- IATA: none; ICAO: none; FAA LID: Z90;

Summary
- Airport type: Public
- Owner: U.S. National Park Service
- Serves: Kantishna, Alaska
- Location: Denali National Park
- Elevation AMSL: 1,850 ft / 564 m
- Coordinates: 63°44′55″N 150°19′46″W﻿ / ﻿63.74861°N 150.32944°W

Map
- Z90 Location of airport in Alaska

Runways
| Direction | Length |  | Surface |
| ft | m |
| 15/33 | 1,960 | 597 | Turf |

Statistics (2005)
- Aircraft operations: 30
- Source: Federal Aviation Administration

= Stampede Airport =

Airport in Denali National Park, Alaska, US

Stampede Airport is a public use airport located 25 nautical miles (29 mi, 46 km) northeast of the central business district of Kantishna, a community in the Denali Borough of the U.S. state of Alaska. The airport is located in the Denali National Park and Preserve and owned by the U.S. National Park Service.

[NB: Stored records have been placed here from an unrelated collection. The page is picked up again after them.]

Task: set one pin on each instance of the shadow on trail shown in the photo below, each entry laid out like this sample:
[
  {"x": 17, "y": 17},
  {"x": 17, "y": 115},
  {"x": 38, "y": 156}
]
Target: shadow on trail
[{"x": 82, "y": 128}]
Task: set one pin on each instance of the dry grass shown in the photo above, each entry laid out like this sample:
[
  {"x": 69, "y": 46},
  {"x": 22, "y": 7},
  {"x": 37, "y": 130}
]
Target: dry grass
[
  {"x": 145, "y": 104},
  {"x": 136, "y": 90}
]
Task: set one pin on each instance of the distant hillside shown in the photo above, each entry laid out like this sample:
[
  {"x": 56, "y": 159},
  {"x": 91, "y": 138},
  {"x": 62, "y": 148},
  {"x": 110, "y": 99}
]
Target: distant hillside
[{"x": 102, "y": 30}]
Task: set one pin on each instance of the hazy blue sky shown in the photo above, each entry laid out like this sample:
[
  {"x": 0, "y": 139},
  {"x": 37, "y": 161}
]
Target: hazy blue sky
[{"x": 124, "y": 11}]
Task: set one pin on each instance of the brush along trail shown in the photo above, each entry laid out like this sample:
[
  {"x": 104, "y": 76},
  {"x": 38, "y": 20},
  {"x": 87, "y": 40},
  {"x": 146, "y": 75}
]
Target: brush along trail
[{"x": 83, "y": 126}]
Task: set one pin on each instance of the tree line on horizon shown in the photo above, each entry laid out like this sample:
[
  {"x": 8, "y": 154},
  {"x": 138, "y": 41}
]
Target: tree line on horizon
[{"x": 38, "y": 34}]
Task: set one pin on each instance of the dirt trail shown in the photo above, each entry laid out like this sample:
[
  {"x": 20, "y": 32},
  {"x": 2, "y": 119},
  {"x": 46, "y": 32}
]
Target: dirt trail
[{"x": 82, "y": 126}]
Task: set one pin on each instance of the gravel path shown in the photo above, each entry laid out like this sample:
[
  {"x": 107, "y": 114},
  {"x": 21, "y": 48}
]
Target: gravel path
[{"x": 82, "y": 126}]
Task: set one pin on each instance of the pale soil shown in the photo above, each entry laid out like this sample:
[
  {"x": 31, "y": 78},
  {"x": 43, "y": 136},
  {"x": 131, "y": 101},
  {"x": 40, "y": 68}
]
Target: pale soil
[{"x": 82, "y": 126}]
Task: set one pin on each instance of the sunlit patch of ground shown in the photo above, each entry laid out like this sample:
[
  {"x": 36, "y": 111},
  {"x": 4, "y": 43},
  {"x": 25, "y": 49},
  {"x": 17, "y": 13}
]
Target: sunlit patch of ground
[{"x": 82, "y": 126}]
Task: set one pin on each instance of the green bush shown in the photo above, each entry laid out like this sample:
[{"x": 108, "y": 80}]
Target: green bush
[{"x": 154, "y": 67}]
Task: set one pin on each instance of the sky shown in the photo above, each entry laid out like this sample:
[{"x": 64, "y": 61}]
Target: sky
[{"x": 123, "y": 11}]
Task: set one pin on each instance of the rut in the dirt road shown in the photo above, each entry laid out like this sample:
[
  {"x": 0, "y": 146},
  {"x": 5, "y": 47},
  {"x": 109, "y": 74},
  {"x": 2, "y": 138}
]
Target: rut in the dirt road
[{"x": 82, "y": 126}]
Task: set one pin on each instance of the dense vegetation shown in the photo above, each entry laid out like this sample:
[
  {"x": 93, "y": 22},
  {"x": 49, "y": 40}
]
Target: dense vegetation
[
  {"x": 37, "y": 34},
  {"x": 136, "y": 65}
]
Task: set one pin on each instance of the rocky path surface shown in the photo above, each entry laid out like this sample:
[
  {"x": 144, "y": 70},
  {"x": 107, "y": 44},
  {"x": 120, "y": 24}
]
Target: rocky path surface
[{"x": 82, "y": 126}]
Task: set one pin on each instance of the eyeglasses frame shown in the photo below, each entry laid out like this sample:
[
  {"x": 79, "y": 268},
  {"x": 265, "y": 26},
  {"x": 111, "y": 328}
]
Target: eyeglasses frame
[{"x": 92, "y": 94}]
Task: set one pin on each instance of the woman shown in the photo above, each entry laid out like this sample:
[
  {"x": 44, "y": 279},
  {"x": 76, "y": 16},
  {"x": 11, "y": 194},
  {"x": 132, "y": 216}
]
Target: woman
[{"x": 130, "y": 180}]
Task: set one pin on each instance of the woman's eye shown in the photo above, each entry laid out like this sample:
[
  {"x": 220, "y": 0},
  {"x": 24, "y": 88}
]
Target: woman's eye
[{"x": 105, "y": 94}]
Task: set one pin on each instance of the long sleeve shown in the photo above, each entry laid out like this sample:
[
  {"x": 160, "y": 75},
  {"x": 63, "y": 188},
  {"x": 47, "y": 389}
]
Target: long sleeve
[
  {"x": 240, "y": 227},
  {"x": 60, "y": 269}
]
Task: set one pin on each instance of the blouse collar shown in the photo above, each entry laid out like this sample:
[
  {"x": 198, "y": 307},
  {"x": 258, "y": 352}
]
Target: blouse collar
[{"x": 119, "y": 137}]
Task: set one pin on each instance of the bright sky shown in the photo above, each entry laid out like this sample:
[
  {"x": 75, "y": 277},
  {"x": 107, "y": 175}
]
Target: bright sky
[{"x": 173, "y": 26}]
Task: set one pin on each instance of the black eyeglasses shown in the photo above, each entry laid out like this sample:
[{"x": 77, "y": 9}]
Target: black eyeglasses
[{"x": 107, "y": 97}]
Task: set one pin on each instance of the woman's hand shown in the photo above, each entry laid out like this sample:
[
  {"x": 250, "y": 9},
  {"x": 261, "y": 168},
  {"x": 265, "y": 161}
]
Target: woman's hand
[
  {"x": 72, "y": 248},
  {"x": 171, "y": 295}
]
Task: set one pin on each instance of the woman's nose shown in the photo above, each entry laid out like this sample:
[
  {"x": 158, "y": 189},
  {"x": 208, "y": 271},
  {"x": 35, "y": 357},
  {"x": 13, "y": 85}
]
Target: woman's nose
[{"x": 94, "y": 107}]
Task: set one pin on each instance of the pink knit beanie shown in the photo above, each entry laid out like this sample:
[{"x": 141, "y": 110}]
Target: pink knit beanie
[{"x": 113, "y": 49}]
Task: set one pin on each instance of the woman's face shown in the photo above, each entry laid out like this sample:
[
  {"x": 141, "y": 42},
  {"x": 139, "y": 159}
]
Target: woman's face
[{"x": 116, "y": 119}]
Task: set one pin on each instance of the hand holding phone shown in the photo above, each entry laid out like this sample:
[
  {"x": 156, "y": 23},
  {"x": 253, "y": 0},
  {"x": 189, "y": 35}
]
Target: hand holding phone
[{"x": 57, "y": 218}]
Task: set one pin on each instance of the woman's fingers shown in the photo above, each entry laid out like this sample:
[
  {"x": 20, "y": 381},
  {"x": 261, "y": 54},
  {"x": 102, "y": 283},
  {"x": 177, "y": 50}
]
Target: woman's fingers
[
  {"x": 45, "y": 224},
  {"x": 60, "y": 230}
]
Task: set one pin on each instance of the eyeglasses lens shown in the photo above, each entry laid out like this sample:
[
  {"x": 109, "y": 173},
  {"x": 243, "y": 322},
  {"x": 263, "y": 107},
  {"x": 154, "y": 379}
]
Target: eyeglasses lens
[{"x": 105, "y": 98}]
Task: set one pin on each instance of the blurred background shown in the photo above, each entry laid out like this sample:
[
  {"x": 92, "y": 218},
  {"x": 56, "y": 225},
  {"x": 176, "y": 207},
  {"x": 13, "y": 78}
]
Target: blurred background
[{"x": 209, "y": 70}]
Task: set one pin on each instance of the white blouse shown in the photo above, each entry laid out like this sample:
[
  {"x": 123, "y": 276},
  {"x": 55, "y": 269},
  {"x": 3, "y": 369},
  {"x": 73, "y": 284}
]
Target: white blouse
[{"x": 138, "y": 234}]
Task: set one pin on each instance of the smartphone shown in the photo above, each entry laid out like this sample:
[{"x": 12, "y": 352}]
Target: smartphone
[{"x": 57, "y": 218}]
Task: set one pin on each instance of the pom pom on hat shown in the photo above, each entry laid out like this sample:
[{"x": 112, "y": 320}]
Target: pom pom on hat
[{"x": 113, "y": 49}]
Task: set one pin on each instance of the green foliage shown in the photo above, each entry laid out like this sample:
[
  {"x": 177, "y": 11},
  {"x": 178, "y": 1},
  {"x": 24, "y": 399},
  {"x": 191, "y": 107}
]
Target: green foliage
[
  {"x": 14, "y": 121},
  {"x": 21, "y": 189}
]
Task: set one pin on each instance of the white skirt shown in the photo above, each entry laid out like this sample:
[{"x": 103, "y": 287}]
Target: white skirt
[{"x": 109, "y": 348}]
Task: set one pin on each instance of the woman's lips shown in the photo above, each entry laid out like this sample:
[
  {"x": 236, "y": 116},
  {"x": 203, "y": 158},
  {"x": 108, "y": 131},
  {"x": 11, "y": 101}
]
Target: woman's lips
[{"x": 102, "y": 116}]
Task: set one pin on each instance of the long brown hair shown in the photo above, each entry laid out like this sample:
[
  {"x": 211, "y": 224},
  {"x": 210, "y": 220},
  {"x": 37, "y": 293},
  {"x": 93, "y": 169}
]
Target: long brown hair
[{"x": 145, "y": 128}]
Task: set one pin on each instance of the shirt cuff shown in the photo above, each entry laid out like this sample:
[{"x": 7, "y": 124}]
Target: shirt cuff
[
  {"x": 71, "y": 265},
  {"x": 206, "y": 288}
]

== Facilities and aircraft ==
Stampede Airport has one runway designated 15/33 with a turf surface measuring 1,960 by 40 feet (597 x 12 m). In past years, the airstrip was 4,000 feet long but now about half is grown over with 10+ foot tall trees. For the 12-month period ending December 31, 2005, the airport had 30 aircraft operations, an average of 2 per month: 67% air taxi and 33% general aviation. The National Park Service has restricted this airstrip for commercial landings though it is open to private landings.